This "Dash Between" column written by Alana Baranick was originally posted on ObitsOhio.com on July 30, 2009.
The recent race-relations debate sparked by the arrest of renowned Harvard University professor Henry Louis Gates Jr., who is black, by Sgt. James Crowley, a white police officer, is not really a black-white thing.
It’s a blue thing. A police thing. It’s nothing new. And it’s not limited to white police profiling black men.
"It is unwise for anyone of any race to raise their voice to a law enforcement officer," Al Vivian, a diversity consultant in Atlanta who is black, recently told the New York Times.
Regardless of their respective portrayals of what happened, public reports given by both Crowley, a Cambridge, Mass., police officer who teachers a police academy course on avoiding racial profiling, and Gates, a relatively short, middle-aged intellectual, who walks with a limp and the aid of a cane and is known for his documentaries about African American history, indicate that the sergeant arrested the professor because Gates yelled at him in an unfriendly manner.
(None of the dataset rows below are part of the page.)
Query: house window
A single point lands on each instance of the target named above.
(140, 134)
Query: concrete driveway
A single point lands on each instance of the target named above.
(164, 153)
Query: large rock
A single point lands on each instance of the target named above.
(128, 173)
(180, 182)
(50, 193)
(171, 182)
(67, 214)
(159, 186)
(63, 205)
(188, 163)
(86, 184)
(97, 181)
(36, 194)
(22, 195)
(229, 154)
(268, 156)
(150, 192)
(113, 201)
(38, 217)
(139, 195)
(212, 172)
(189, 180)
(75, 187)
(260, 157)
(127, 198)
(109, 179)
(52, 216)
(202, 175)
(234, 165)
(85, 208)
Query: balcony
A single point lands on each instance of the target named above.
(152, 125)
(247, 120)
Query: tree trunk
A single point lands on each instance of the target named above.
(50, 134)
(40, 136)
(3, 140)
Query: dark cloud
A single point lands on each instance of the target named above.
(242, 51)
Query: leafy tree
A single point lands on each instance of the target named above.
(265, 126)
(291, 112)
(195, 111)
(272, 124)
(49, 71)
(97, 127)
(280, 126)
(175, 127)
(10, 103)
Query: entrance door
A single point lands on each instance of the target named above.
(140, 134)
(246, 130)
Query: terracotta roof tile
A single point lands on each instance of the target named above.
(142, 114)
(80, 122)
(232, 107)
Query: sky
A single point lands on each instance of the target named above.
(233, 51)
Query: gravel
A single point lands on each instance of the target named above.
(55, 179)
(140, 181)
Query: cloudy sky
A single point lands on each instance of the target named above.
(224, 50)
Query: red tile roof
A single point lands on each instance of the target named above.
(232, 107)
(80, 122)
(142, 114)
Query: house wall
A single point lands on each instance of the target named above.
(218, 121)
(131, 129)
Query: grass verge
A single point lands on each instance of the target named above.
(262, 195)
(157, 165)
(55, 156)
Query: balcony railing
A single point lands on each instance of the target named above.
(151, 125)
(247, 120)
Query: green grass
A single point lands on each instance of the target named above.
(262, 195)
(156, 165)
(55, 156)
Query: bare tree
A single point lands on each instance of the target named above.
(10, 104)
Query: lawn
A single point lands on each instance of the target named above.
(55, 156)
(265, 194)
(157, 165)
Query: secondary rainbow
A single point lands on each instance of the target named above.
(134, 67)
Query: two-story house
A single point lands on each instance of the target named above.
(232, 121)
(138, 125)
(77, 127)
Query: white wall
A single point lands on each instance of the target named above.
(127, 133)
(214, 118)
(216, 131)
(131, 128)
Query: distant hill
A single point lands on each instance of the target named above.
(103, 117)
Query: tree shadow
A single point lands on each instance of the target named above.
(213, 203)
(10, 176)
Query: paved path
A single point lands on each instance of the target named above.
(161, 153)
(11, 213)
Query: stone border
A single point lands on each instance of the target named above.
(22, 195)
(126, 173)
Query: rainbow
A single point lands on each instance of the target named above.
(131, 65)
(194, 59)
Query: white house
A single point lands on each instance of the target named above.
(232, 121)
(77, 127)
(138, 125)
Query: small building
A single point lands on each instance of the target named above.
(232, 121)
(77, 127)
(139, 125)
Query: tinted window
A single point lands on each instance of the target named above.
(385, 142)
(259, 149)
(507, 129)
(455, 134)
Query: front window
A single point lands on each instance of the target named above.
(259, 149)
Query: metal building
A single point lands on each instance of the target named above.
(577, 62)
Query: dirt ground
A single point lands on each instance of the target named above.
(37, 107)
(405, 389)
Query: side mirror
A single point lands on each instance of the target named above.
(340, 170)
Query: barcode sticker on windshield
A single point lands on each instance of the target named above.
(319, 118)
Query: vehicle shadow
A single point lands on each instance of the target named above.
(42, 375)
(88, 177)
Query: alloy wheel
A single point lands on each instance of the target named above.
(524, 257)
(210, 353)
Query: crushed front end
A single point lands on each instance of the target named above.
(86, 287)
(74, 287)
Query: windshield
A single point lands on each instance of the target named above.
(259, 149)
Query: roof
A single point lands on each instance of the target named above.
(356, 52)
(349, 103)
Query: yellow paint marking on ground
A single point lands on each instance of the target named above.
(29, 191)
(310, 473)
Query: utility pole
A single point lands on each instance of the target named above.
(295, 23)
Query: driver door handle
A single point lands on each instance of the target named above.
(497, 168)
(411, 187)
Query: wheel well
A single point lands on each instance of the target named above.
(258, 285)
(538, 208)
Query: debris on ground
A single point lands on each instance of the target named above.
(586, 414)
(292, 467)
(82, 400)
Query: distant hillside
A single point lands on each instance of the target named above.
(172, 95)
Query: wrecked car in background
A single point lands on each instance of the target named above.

Similarly, a 19-year-old man from the Cleveland suburb of Shaker Heights, Ohio, was taken to court in 1971 for insulting a police officer in the neighboring community of University Heights, Ohio.
The 19-year-old’s race was not mentioned, so I’m assuming he was white. Back in those days, an African American would have been identified in newspapers as “colored” or “Negro,” while being Caucasian was treated as the norm.
The policeman, whose race also was not given in published reports, was issuing a speeding ticket to someone else when the young man passed by and called the law enforcement officer a pig.
Nine days later, the youth appeared in Shaker Heights Municipal Court, which also serves University Heights, and pleaded no contest to the charge of abusing a police officer.
He was fined $500 and sentenced to 30 days at a local prison, but Judge Manuel M. Rocker decided some creative sentencing would be more effective.
The judge suspended the jail sentence and reduced the fine to $100 on the condition that the pig-calling youth spend three hours in a pigpen. He assigned Ray Repko, whom he described as the nicest patrolman in the Shaker Heights Police Department, to escort the young man to a farm in Portage County, Ohio.
Judge Rocker’s reasoning: After spending a couple of hours with the super-friendly patrolman on the long drive to and from the farm and communing with pigs in a pigsty, the young man should be able to distinguish the difference between a pig and a police officer.
Patrolman Repko, demonstrating just how nice he was, reported later that the kid did not actually sit in the pigpen for three hours. Instead, he sat outside the pen, observed the pigs, fed corn to one and got a tour of the farm.
“He realized what he said was wrong,” Repko told the Plain Dealer. “He was sorry. Actually, he’s a nice kid.”
Judge Rocker told reporters that his creative sentencing was designed to let the public know that “we’ve got a sense of humor too” and that jailing folks who insult the police “just irritates the situation rather than doing some good.”
The Gates-Crowley incident shows Judge Rocker’s statement to be true.